A great rule of thumb is to remove anything that does not add to the story.  Even then, you run the risk of front loading, creating the essential foundation for your story.  I once heard the novelist John Irving joke that each of his novels starts on what was originally chapter five.  I suffer the tendency to write long-winded literary prose as I ramp toward action.  Tongue and cheek I refer to this as a mimic of neobaroque.  For most every release, I have chopped the first few chapters without any consequence to the rest of the story.

William Faulkner is cited as stating, “In writing, you must kill all your darlings.”  Have the thick skin to sacrifice phrases or portions to improve your project.

I have another great rule, ‘The Reader is Right’.  This does not apply to those that strive to give notes, share what they would have written or how they would have told the story.  This rule also does not apply to haters.  There are those readers that will not like your work, the story, particular content, or the genre.  When I apply ‘The Reader is Right’ rule, I define a reader as a ‘trusted reader’, someone that knows the genre and suggests a sincere reaction to a section or element.  When a reader states that a section is too slow, the section is too slow.  There is a temptation to argue that the underlying theme of the story builds or is dependent upon a section, that the portion in question is necessary to build a gestalt.  Don’t argue.  If a reader states you have a problem then you do.  If a reader closes the book and does not return than you have failed.  Toss away the section.  See if the loss matters.  If there is a key element that truly is a necessity than bring the element back in either a condensed form, a new section, or play with moving other pieces of the story around.

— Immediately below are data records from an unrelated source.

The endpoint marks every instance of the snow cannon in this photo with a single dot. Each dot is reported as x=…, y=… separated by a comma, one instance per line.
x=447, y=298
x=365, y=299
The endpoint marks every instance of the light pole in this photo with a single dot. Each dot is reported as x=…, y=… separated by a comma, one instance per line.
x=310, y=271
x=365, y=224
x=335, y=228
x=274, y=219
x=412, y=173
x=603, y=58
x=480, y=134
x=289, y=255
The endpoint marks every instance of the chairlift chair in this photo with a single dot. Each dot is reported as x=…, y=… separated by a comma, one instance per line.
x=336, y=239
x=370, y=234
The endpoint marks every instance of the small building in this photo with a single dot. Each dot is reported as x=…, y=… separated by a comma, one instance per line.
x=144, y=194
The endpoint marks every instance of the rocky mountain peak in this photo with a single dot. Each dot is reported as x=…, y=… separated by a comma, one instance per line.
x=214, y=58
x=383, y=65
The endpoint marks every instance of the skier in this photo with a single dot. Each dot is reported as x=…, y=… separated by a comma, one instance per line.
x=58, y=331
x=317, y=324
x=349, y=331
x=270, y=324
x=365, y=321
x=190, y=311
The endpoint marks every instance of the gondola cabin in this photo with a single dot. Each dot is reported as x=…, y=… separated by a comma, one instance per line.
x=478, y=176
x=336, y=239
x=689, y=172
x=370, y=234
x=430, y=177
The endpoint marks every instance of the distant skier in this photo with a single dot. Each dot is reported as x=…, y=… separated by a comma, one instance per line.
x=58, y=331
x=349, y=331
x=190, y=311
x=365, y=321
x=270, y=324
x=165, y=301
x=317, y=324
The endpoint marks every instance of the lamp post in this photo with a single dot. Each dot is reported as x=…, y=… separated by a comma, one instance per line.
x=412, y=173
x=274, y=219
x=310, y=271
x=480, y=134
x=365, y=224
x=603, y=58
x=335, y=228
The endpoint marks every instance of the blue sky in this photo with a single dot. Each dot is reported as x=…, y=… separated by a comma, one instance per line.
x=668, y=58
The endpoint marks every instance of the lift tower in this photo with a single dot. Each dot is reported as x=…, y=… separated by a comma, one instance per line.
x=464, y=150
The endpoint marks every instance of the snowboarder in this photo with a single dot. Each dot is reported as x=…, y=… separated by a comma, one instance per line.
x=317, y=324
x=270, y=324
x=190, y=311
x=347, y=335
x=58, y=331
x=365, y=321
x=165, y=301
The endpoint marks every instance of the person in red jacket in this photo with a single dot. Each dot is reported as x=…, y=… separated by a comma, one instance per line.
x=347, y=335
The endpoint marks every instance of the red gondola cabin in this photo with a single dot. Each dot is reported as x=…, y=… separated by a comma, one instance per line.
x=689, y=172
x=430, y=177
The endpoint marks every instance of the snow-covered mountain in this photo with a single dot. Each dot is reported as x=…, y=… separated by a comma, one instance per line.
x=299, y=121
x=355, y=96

I have been fortunate that several readers have volunteered to be part of my ‘first reader’ program to have the opportunity to submit feedback to early drafts.  (If you are interested, you can email  I never shun feedback.

In a short time, I will be releasing Agroland.  Agroland is the only first person fiction that I have written to publish.  The novella is also the first horror.  Given I was playing in a new direction I was expecting varied feedback.  Most of the First Readers offering to peruse my work prefer the other genres I write in (Especially our hero Cameron Kincaid).  All of the responses offered contained the three red flags of critic, courteous, pleasant, and polite.  Why are these flags?  Because I have learned that Trusted Readers become excited, are quick to point to sections they loved, pages that did not work, and contribution toward realism.

The final reader for each project is my lovely wife, the epitome of nice.  She is a floral designer and owns a bouquet shop on the Upper West side of Manhattan.  When she suggests a change, I do not argue, I do not fret a months work needs to be reworked.  I thank her, buy her lunch, and then return to writing.  My lovely wife is doing a service to all readers.  When Agroland is released, the story will be abridged (at least the first seventy-five pages.)